By Ruth Conniff
The Republican myth that providing better healthcare to more people would somehow "kill jobs" and destroy America's middle class has finally been smothered to death.
A poll of businesses from four different sectors of the private economy, conducted by the National Association of Business Economics (NABE) and released earlier this week, found that hiring practices at about 75 percent of companies are not being affected at all by the Affordable Care Act.
While 21 percent expressed concern that the health reform law may negatively affect the business environment, 85 percent remained confident that it would not interfere with their hiring practices. Just 8 percent of businesses said that health reform would lead to less hiring, and only 6 percent said they plan to rely on more part-time labor to avoid healthcare costs.
The data provides a sharp contrast to Republican rhetoric over the last several years. Many of the party's leading voices contend that Obamacare is a "job killer," and a long record of their comments still exists online.

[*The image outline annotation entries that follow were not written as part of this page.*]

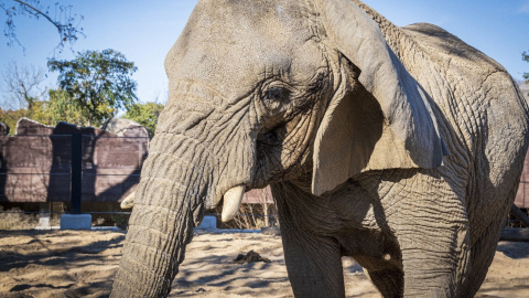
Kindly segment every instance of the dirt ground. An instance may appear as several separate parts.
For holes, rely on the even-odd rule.
[[[0,297],[107,297],[125,234],[0,231]],[[234,264],[255,251],[270,263]],[[379,297],[344,258],[347,297]],[[292,297],[280,236],[198,232],[170,297]],[[529,243],[501,242],[477,297],[529,297]]]

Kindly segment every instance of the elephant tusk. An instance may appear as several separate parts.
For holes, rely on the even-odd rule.
[[[242,194],[245,194],[244,185],[235,187],[224,194],[222,215],[224,223],[231,221],[239,211],[240,202],[242,201]]]
[[[127,198],[121,201],[121,204],[119,206],[121,209],[131,209],[134,206],[134,196],[136,196],[136,191],[131,192]]]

"Obamacare is a job killer," former Massachusetts Governor Mitt Romney declared moments after the U.S. Supreme Court affirmed the Affordable Care Act as the law of the land. "Businesses across the country have been asked what the impact is of Obamacare. Three quarters of those surveyed by the Chamber of Commerce said Obamacare makes it less likely for them to hire people."
Romney sounded a lot like Florida Governor Rick Scott -- a former venture capitalist who founded the Columbia Hospital Corporation -- who appeared on Fox News days earlier and proclaimed that Obamacare "will be the biggest job killer ever."
Americans also heard that same rhetoric from Texas Senator Ted Cruz ahead of the costly government shutdown of 2013. "Obamacare is the number one job killer in America!" Cruz told a crowd of cheering Republicans.
They were echoed by former Alaska Governor Sarah Palin, who insisted during a Fox News interview in September that "the middle class will be decimated" by the health reform law, which she alleged would "result in a part-time employment arena that most Americans are gonna have to face."
If Republicans wish to keep their brand of being more in touch with businesses than Democrats, maybe they should try being right when they talk about the impact of government policies on the private sector.
Meanwhile, the unemployment rate dropped in 39 states last month, improving to 6.7 percent nationally from a high of 10 percent in October 2009.